With 2M Cash you might want to think more about your lifetime goals rather than how to trade it. 1) How much do you *need* as income on a monthly/yearly basis 2) Do you have any large purchases you need in the future (house, education fund for children, etc.) Then you will want to diversify accordingly. To be perfectly honest, there is nothing wrong with taking 1M and just sticking it into a couple of good ETFs (even just SPY) and leave it there for 30+ years. You could then take 500k and place it in some long term stock investments. And the final 500k can be what you 'play' with to generate regular income. To take all 2M and try to use it to generate large annual returns is a high risk strategy that you may regret if it an undesirable event occurs. So you must consider how much you are willing to loose should something bad happen, and restrict your investment accordingly.

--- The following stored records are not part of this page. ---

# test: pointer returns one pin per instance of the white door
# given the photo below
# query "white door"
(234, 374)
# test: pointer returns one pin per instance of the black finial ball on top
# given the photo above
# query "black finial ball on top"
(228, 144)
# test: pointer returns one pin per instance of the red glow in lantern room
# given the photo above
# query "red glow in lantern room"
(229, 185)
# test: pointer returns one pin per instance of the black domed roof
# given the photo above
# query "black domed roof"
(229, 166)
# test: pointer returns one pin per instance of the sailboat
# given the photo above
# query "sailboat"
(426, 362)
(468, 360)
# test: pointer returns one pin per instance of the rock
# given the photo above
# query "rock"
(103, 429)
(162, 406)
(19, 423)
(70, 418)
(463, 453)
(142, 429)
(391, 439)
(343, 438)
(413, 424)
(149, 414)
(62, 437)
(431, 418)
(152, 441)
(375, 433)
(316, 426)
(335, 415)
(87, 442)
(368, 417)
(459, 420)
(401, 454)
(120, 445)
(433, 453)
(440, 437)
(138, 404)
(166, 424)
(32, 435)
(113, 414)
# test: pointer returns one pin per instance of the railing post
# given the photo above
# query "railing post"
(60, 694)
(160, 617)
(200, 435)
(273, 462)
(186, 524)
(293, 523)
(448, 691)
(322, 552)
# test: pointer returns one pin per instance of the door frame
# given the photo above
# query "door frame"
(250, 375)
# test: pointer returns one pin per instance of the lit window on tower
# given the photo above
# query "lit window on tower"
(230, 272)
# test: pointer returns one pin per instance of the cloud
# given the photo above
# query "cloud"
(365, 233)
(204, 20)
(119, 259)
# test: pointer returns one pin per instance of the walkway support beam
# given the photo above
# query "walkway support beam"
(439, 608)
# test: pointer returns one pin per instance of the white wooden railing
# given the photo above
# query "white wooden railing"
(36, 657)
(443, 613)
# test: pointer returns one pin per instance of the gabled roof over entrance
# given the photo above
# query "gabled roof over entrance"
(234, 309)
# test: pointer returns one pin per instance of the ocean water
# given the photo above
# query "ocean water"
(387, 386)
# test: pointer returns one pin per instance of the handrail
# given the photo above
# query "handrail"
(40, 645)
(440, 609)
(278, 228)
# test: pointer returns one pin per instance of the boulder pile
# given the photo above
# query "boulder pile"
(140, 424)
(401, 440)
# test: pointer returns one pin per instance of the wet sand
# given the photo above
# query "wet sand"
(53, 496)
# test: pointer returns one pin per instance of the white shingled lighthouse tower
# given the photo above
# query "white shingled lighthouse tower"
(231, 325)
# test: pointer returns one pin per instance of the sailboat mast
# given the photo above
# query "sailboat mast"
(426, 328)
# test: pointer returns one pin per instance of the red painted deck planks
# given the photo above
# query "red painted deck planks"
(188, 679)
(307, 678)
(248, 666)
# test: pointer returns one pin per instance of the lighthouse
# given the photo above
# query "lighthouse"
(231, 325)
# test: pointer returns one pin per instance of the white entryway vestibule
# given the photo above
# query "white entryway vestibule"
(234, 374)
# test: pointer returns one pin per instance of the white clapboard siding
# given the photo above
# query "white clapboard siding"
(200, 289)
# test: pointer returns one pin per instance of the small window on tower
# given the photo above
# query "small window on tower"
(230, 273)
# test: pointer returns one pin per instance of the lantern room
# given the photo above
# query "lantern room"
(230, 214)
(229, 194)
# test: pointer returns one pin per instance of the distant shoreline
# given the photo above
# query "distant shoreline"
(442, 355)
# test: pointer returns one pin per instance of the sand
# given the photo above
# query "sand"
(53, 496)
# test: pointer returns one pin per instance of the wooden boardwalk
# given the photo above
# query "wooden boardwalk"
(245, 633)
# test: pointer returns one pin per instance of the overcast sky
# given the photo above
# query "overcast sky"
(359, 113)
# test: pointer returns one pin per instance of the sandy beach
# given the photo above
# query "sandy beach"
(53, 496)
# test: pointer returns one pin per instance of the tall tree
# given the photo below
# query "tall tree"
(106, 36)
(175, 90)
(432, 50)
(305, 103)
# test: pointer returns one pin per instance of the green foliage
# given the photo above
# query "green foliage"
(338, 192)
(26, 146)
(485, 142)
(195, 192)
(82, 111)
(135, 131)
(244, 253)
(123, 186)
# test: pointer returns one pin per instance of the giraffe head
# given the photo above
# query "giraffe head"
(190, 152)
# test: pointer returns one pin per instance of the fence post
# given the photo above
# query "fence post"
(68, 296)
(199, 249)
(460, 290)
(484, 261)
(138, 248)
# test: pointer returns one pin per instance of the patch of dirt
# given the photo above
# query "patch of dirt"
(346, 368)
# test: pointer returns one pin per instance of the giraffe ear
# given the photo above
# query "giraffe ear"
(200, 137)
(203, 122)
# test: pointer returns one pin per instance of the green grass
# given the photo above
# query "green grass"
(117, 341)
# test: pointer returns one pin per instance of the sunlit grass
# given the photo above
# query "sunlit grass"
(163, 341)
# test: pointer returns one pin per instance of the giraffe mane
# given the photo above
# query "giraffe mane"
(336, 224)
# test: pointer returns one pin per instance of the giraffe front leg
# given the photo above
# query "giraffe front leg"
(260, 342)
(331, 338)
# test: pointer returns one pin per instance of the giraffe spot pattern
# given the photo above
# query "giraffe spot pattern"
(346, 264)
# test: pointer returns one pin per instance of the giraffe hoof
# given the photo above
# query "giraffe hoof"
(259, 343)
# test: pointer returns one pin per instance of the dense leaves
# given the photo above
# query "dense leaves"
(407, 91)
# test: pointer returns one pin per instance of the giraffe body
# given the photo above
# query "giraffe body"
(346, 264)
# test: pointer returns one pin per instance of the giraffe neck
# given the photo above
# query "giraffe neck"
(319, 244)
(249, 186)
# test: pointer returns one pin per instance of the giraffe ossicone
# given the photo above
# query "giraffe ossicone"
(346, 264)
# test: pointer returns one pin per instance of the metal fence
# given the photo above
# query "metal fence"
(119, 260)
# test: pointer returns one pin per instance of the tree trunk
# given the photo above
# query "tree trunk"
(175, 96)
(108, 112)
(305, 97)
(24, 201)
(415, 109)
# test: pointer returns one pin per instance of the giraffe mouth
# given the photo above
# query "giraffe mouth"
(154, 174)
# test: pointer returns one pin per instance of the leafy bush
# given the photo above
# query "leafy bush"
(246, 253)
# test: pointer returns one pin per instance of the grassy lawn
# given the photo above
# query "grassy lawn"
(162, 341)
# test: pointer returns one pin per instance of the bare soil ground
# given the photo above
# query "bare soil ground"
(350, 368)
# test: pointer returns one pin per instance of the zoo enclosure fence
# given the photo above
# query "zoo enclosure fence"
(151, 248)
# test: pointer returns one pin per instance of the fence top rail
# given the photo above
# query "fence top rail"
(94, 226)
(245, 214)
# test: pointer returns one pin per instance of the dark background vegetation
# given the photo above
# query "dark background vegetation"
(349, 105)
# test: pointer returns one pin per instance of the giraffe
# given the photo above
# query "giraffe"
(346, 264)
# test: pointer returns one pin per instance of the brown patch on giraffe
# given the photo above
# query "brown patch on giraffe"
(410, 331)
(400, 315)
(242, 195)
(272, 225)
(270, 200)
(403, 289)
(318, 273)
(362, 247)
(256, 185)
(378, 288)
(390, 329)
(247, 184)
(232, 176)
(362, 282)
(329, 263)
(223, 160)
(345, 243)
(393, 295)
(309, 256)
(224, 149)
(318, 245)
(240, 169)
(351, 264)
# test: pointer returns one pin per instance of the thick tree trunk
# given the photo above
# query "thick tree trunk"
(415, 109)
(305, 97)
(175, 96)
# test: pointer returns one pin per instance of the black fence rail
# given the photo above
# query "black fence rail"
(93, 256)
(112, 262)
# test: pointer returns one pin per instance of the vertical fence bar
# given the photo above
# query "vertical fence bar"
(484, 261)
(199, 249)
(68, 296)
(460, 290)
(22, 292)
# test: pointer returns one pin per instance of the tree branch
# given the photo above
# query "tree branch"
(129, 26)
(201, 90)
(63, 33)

"My family can't live on $50k, but we can certainly live on $150k. We don't spend lavishly. We live in a fairly expensive city and moving isn't an option." 12,500 monthly nut sounds a little extreme to me. Tell me more about your expenses ? Daycare ? Paying for college for kids ? Current debt load ? If you really want to walk away I would focus on cutting expenses as well. If were you I would buy some rental properties to diversify your investments. Focus on finding properties that pay 1% per month on your investment. With this strategy, even after taxes, insurance, maintenance and assuming 90% occupancy you should generate 5-6% return on your investment.

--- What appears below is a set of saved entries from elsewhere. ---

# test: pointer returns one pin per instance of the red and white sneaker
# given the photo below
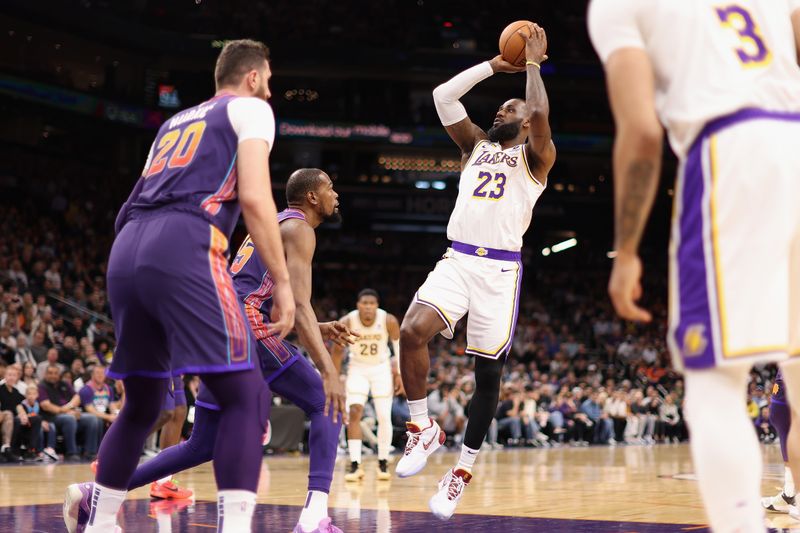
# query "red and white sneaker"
(451, 488)
(169, 490)
(421, 443)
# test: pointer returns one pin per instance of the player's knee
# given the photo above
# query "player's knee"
(356, 411)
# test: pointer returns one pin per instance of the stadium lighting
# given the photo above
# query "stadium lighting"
(564, 245)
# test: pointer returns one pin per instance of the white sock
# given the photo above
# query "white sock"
(467, 458)
(419, 412)
(729, 477)
(105, 506)
(354, 447)
(788, 482)
(315, 510)
(235, 511)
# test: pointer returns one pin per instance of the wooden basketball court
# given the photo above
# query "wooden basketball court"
(598, 489)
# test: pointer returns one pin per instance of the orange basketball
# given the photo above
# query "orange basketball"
(512, 45)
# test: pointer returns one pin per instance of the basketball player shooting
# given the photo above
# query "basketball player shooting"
(502, 177)
(724, 81)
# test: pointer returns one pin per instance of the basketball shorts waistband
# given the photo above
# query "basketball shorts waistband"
(488, 253)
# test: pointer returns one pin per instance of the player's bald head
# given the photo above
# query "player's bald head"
(301, 182)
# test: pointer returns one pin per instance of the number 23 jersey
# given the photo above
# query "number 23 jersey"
(497, 193)
(373, 346)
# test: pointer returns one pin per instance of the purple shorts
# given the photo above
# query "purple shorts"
(172, 299)
(274, 356)
(176, 396)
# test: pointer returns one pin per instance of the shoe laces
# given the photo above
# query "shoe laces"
(413, 439)
(456, 487)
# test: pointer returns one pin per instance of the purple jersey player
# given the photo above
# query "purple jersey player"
(312, 200)
(172, 298)
(780, 416)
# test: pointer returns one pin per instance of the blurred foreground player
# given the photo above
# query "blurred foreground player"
(724, 81)
(502, 177)
(173, 301)
(311, 200)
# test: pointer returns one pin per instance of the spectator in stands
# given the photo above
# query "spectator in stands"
(508, 413)
(69, 350)
(10, 397)
(61, 407)
(29, 375)
(671, 419)
(8, 345)
(603, 428)
(446, 409)
(28, 425)
(51, 360)
(96, 399)
(617, 410)
(38, 347)
(23, 354)
(16, 369)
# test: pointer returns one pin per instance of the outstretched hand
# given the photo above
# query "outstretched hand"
(535, 43)
(338, 333)
(501, 65)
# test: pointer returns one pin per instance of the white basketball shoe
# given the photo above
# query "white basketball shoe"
(451, 487)
(780, 503)
(421, 443)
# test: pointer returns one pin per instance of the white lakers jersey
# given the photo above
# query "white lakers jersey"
(373, 346)
(496, 195)
(711, 57)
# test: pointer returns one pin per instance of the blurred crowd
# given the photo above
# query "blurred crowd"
(576, 374)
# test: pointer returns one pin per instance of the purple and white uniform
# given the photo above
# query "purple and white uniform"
(727, 89)
(172, 298)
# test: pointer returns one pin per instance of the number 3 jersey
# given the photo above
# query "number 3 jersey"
(192, 163)
(497, 192)
(372, 348)
(710, 57)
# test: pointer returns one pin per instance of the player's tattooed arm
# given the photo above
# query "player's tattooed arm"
(540, 138)
(637, 165)
(634, 198)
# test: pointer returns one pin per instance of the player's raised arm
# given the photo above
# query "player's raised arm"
(300, 242)
(637, 147)
(540, 139)
(452, 112)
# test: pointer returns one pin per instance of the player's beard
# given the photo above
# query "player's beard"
(333, 218)
(504, 132)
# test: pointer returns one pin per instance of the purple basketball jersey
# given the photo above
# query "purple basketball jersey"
(253, 282)
(192, 164)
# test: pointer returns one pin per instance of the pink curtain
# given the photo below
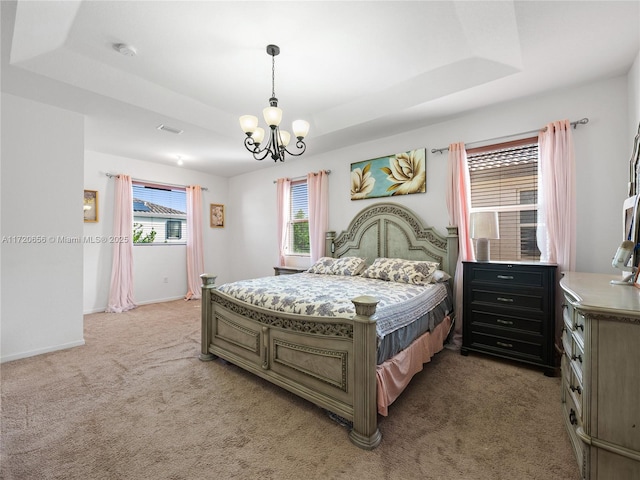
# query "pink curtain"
(121, 289)
(557, 203)
(195, 256)
(458, 205)
(318, 193)
(282, 218)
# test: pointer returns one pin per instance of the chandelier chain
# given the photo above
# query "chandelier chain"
(273, 75)
(277, 140)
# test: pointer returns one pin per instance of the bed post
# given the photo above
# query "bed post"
(452, 249)
(365, 433)
(208, 284)
(329, 246)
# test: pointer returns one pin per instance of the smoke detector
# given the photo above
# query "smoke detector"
(126, 50)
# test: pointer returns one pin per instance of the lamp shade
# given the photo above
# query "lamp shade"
(484, 225)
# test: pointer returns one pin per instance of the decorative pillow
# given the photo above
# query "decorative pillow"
(338, 266)
(402, 271)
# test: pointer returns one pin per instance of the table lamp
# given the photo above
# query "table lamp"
(484, 226)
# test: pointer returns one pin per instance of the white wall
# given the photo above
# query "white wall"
(634, 100)
(42, 165)
(602, 153)
(152, 264)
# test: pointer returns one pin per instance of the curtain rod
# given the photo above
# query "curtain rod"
(582, 121)
(111, 175)
(328, 172)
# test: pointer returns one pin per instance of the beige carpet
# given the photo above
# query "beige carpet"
(136, 403)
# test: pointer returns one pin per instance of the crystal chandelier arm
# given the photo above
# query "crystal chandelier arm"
(258, 153)
(301, 146)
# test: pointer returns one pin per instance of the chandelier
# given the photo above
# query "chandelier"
(278, 141)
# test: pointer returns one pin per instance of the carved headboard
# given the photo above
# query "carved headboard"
(393, 231)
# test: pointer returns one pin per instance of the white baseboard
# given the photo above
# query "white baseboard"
(40, 351)
(146, 302)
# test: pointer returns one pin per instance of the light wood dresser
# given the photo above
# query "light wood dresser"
(601, 375)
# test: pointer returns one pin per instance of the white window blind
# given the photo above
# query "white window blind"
(504, 179)
(159, 214)
(298, 231)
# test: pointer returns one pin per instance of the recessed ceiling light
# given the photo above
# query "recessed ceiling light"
(125, 49)
(166, 128)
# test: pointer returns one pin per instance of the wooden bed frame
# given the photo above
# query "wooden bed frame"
(328, 361)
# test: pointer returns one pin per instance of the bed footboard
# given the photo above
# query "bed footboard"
(328, 361)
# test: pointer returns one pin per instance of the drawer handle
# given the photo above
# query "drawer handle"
(573, 418)
(505, 299)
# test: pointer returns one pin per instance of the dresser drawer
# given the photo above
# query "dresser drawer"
(573, 320)
(506, 275)
(506, 345)
(508, 322)
(507, 299)
(573, 384)
(573, 422)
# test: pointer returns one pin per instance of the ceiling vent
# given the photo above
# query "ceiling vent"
(126, 50)
(169, 129)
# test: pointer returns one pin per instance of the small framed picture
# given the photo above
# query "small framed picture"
(216, 215)
(90, 206)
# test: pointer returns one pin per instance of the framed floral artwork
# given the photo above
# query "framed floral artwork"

op your problem can be solved by placing your orders where you can gain positive slippage, that way your gobbling up all the market as its goin against your intended position. know its far over the head of people on this forum but it's how you fire off 500 to 1500 contracts without getting your ass handed to you. example identify a short term trend and use statistics like quartiles as measurement to tell you an approximation of when you can enter counter trend. thus gaining positive slippage. ps on 1mm i made 30k a week easy day trading using tt, kaufman's book "smarter trading" and members clearing rates just trading only the emini sp futures. focus on one market and kill it. ps i only traded about 1 week a month sometimes two weeks and i shopped till i dropped for ten years. lost my tail in the exotic car business but i am like ford i know how to make money so next time i get wild hair i will probably lose it all in the yacht or copter business. lol ford said you can take everything from me and i can make it back because i understand how to make money. or something like that.

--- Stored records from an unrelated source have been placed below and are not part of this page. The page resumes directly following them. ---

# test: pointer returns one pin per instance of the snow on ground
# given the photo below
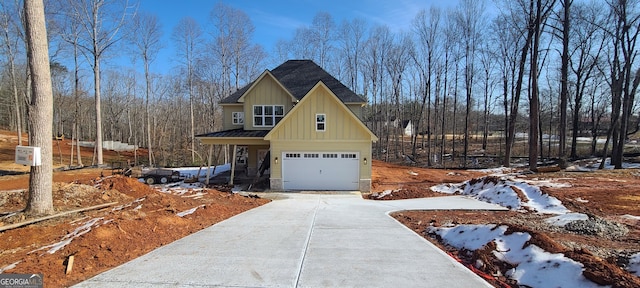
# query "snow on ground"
(634, 264)
(79, 231)
(564, 219)
(380, 195)
(502, 191)
(193, 171)
(534, 266)
(187, 212)
(631, 217)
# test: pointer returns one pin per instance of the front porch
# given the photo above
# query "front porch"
(249, 151)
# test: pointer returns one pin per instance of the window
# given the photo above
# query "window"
(267, 115)
(238, 118)
(320, 122)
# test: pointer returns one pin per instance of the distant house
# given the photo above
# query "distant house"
(407, 128)
(305, 123)
(380, 119)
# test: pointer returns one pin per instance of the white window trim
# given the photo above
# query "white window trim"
(266, 116)
(237, 118)
(324, 122)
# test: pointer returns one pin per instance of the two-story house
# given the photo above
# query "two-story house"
(307, 122)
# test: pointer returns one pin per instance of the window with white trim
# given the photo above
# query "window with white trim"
(237, 118)
(267, 115)
(321, 122)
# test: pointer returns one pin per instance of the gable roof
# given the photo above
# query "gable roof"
(299, 77)
(302, 103)
(264, 74)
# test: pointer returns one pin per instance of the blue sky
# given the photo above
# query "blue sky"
(278, 19)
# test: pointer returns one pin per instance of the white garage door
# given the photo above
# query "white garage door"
(320, 170)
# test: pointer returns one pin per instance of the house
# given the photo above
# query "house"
(305, 123)
(407, 128)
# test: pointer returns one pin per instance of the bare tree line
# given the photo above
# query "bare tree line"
(527, 78)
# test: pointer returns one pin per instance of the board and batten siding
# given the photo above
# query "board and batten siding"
(363, 147)
(266, 92)
(301, 125)
(356, 109)
(227, 117)
(343, 132)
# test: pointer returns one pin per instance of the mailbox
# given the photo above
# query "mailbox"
(28, 155)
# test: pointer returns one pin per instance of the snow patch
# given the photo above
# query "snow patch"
(79, 231)
(534, 266)
(634, 264)
(10, 266)
(504, 191)
(627, 216)
(380, 195)
(187, 212)
(562, 220)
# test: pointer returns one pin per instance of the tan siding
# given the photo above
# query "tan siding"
(279, 146)
(266, 92)
(227, 119)
(339, 124)
(356, 109)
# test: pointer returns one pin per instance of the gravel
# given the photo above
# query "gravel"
(597, 226)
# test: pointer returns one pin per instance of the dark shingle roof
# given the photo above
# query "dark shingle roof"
(237, 133)
(299, 76)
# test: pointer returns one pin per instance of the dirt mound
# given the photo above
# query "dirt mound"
(597, 226)
(143, 220)
(126, 185)
(599, 269)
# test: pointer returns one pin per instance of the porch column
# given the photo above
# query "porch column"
(209, 164)
(233, 164)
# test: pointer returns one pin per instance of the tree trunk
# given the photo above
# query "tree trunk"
(564, 82)
(41, 111)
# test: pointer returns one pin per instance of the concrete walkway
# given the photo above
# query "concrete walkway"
(304, 240)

This is why most Americans are broke. Give them a windfall and most will destroy with greed, trying to get rich quick etc.. I will not waste my time trying to give advice. It will just fall on deaf ears and he will end up blowing it all and then some. I say 3 years tops before its all gone, including his initial capital.
Sadly true. We had a local PowerBall winner. His behavior was like me winning the lotto and getting a brand new gassed up stretch 747 to try out on my own. Just as I shouldn't be allowed to fly a 747 being totally unqualified, the state should never allow someone untrained with capital to control that amount. Deadly? Yes ... He gave his granddaughter $5k per month. Three months later she fell in with a druggie and was OD dead. Bet if he would die for the chance to give up all the money plus some and have his little one back. Shows completely the lack of substance on the part of pols for having any real concern for the population ... not that anyone is surprised. T
OP, With $2M and a balanced portfolio that has both developed and emerging markets in it, one can probably make 6-7% a year without too much difficulty (EM bonds in local currency alone yield 5%+ plus currency appreciation, which in most years will be 1-3%). All that while staying very diversifed Assuming a typical 2-4% inflation rate, the final real return is around 3-4%. That's $60K-$80K plus whatever extra income you can get from your trading strategy. For some guidelines and ideas on how to build and manage a balanced portfolio, check my journal posts for the last 2 months
Unfortunately none of them could spell stipend ... and the granddaughter's death was not the half of the tragedy: On Sept. 17, 2004, his granddaughter’s boyfriend was found dead from a drug overdose in Whittaker’s home. Three months later, the granddaughter also died of a drug overdose. Her mother, Ginger Whittaker Bragg, died five years later on July 5, 2009. Whittaker himself is alleged to be broke — a claim he made as early as January 2007 for failing to pay a women who successfully sued him. He’s also being sued by Caesars Atlantic City casino for bouncing $1.5 million worth of checks to cover gambling losses. “I wish I’d torn that ticket up,” he sobbed to reporters at the time of his daughter’s death. http://newsfeed.time.com/2012/11/28...luckiest-winners/slide/andrew-jack-whittaker/
This is what I plan to do, although for intellectual reasons I'd still like to learn 1-2 additional trading strategies beyond my current one. The funds to trade those strategies may come out of my $500k "trading" funds instead of the remaining long-term investment funds. Some of the (needlessly critical--but hey, it's the internet) responses above misunderstood my original post. I would never put more than a tiny fraction of my capital into a prop firm. Nor would I ever act irresponsibly with such a gift. Silly assumptions abound. But I understand why--more than a few people have blown vast sums of wealth by making stupid financial decisions. Case in point. You sound quite confident here. Care to wager? I'd be glad to take your money in 3 years.